Verlorn, verlorn, verlorn
… selbst hier konnte ich das Klagen des Flusses hören.
Es ist nichts passiert
, sagte ich mir.
Sie ist doch ständig verschwunden
.
    »Bestimmt geht’s ihr gut. Wenn ich sie sehe, bring ich sie nach Hause.« Ich warf einen Blick auf meine Uhr. »In vierunddreißig Minuten müsste ich wieder hier sein. Wenn wir sie bis dahin nicht gefunden haben, helfe ich Ihnen, das Gelände zu durchkämmen.«
    Mr Armstrong seufzte und sah ebenfalls auf die Uhr. »Dreiunddreißig. Du hast was wettzumachen.«
    »Für Karen schaff ich’s auch in zweiunddreißig.«
    Ich bemühte mich, ihn aufmunternd anzulächeln. Dann winkte ich und lief weiter, froh, wieder weg zu sein. Mr Armstrongs Sorge war so spürbar wie eine Wand. Doch wie ich herausfinden sollte, gibt es Dinge, vor denen kann man nicht davonlaufen.

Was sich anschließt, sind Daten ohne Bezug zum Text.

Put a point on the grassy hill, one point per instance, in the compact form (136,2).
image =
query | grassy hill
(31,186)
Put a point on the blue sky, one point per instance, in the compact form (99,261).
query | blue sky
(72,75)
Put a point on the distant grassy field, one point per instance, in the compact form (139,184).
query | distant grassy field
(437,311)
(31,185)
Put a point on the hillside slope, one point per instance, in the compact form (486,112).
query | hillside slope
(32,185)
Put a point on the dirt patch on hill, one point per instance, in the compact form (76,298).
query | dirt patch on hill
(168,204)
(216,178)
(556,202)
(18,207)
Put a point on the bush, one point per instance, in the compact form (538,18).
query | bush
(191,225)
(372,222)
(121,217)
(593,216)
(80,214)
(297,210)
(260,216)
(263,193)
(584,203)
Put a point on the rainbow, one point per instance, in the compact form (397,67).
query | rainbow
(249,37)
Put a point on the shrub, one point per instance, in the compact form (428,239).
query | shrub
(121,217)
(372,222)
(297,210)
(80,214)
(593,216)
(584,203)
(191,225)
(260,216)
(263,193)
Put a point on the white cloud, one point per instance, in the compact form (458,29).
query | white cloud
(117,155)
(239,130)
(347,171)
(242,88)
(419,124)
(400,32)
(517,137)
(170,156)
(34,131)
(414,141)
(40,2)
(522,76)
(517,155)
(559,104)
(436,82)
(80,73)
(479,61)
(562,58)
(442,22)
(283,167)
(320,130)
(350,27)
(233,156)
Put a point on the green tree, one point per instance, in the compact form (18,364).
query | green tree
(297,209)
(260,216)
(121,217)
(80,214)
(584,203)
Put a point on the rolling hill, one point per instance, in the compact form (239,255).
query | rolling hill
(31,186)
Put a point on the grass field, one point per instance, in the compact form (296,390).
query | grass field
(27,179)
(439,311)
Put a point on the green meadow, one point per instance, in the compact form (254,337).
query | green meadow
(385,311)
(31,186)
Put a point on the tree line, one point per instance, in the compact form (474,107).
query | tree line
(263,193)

    Kurz vor der Santiam Forststation hatten mein Rudel und ich Bailey eingesammelt, einen Mischling, der oben herum aussah wie ein gewöhnlicher Golden Retriever, aber kurze Stummelbeinchen hatte wie ein Basset. Bailey ernst zu nehmen fiel schwer. Mit den Stummelbeinchen sah er aus wie ein Clown.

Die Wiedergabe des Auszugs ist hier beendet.